His publications were sent far abroad, from Germany, Poland and Russia to Turkey, the Barbary states, Palestine, and Egypt. By 1816, he had presented to the Imperial Library eighty-six works comprising 200 volumes; and his great merit was acknowledged by a gold medal from the emperor on 12 December 1816. He then enlarged his establishment, printing Arabic, Persian, and Syriac books also, and upon the donation of 17 new Oriental works in 44 volumes to the court library he received the noble title Edler von. A few years later he made a third donation of 148 works in 347 volumes, presenting a similar gift to the Jewish religious school of Vienna. His son Franz Schmid took charge of the establishment on 26 October 1839, and sold it to Adalbert della Torre in 1849.

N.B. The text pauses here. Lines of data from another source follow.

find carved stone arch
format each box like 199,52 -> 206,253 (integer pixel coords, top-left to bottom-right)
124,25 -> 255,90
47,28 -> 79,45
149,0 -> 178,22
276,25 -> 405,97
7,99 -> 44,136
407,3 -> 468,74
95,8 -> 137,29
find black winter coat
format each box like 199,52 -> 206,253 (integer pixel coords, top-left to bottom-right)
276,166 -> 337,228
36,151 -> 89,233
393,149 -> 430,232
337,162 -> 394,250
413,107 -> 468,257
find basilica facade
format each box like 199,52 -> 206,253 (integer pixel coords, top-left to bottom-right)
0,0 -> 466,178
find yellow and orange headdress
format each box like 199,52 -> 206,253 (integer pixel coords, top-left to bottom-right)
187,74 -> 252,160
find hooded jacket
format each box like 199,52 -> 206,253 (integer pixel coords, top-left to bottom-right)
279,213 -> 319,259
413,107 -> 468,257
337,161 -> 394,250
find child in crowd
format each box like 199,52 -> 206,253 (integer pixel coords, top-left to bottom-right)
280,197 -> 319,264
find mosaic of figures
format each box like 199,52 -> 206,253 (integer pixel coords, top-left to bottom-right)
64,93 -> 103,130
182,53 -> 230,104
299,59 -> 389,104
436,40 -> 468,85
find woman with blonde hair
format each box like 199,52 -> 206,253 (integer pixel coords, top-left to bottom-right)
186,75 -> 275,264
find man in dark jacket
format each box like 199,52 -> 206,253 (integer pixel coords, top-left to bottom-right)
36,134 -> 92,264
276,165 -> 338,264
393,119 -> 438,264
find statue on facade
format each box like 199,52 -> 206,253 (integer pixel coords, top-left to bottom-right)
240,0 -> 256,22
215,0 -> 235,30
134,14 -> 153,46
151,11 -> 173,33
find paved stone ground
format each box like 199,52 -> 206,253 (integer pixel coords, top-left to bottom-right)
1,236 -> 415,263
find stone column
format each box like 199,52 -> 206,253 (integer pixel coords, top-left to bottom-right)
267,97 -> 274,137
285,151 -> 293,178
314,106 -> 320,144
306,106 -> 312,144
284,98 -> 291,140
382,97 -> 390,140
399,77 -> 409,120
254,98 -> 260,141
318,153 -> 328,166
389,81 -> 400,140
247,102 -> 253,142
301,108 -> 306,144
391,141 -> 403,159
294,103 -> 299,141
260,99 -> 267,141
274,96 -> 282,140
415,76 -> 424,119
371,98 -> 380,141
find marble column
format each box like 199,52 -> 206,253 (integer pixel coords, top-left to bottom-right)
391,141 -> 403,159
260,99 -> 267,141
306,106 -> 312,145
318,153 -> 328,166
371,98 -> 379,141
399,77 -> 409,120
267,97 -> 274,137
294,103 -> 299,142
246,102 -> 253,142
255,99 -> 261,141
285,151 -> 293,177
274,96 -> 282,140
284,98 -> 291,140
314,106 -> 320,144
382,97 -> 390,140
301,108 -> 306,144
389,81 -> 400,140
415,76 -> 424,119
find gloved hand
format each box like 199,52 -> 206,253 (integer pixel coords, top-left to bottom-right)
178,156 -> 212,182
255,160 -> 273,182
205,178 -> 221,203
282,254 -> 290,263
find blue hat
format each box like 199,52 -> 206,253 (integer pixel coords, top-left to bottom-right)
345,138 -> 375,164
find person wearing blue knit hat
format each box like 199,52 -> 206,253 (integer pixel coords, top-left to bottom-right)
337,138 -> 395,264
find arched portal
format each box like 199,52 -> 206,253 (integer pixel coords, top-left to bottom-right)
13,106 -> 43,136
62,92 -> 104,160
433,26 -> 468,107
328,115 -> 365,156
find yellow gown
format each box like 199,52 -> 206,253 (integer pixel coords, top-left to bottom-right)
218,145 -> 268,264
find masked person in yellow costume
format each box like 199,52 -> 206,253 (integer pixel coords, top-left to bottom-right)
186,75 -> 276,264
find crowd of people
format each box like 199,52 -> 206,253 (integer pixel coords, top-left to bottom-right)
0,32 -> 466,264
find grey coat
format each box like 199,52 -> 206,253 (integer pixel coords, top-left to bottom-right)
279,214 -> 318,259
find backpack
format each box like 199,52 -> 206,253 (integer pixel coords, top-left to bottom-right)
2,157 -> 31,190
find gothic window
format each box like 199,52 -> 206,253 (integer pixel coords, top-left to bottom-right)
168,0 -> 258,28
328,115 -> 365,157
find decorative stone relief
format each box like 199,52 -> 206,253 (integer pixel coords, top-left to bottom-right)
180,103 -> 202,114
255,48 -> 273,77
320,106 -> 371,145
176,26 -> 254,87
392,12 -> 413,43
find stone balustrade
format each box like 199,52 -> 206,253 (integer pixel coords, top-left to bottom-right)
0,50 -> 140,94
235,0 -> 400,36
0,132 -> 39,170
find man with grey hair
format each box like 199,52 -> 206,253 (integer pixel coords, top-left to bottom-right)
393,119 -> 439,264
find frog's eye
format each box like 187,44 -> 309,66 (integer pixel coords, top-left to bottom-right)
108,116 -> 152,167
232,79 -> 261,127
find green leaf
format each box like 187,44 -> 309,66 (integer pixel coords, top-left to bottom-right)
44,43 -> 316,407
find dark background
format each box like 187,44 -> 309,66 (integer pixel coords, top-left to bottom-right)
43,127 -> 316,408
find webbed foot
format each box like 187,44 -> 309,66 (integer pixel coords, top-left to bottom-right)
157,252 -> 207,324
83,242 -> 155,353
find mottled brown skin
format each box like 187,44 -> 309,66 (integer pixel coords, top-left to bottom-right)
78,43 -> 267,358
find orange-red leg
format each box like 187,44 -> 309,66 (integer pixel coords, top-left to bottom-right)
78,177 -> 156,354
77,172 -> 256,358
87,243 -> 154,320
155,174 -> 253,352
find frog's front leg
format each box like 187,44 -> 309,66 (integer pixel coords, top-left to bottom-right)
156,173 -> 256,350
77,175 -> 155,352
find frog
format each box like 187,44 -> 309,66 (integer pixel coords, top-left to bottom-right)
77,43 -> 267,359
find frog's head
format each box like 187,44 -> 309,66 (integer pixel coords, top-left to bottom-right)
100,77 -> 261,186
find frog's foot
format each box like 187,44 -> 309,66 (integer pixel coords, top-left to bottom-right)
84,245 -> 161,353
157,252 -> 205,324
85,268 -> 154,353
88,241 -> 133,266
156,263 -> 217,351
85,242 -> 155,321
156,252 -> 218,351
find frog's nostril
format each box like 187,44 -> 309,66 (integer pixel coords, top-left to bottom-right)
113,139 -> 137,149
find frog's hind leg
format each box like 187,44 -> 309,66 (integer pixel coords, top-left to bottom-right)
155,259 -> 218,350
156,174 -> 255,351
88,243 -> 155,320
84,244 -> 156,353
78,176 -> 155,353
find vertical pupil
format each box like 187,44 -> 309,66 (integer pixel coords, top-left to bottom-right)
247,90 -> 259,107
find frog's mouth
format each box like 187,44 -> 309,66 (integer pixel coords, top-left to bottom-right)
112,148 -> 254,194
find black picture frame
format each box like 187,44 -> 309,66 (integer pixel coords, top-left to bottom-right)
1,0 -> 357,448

Among Schmid's publications were editions of the Pentateuch, Psalms, the Talmud, various Jewish prayer books, and the works of Maimonides. He published a large number of Maskilic literature, including the Hebrew Bible with German translation and the commentary of the Biurists, the Hebrew periodical Bikkure ha-'Ittim, and the works of Maskilim Judah Leib Ben-Ze'ev, Meïr Obernik, Samuel Detmold, Hermann Engländer, and Meïr Letteris.

==Personal life==
Schmid was married twice. His first wife died after only four years of marriage, and their two children soon after. His second marriage, in 1798, produced nine children, including Franz. Schmid lost his second wife in 1840, and he survived her by another 15 years, dying in 1855 at the age of 90.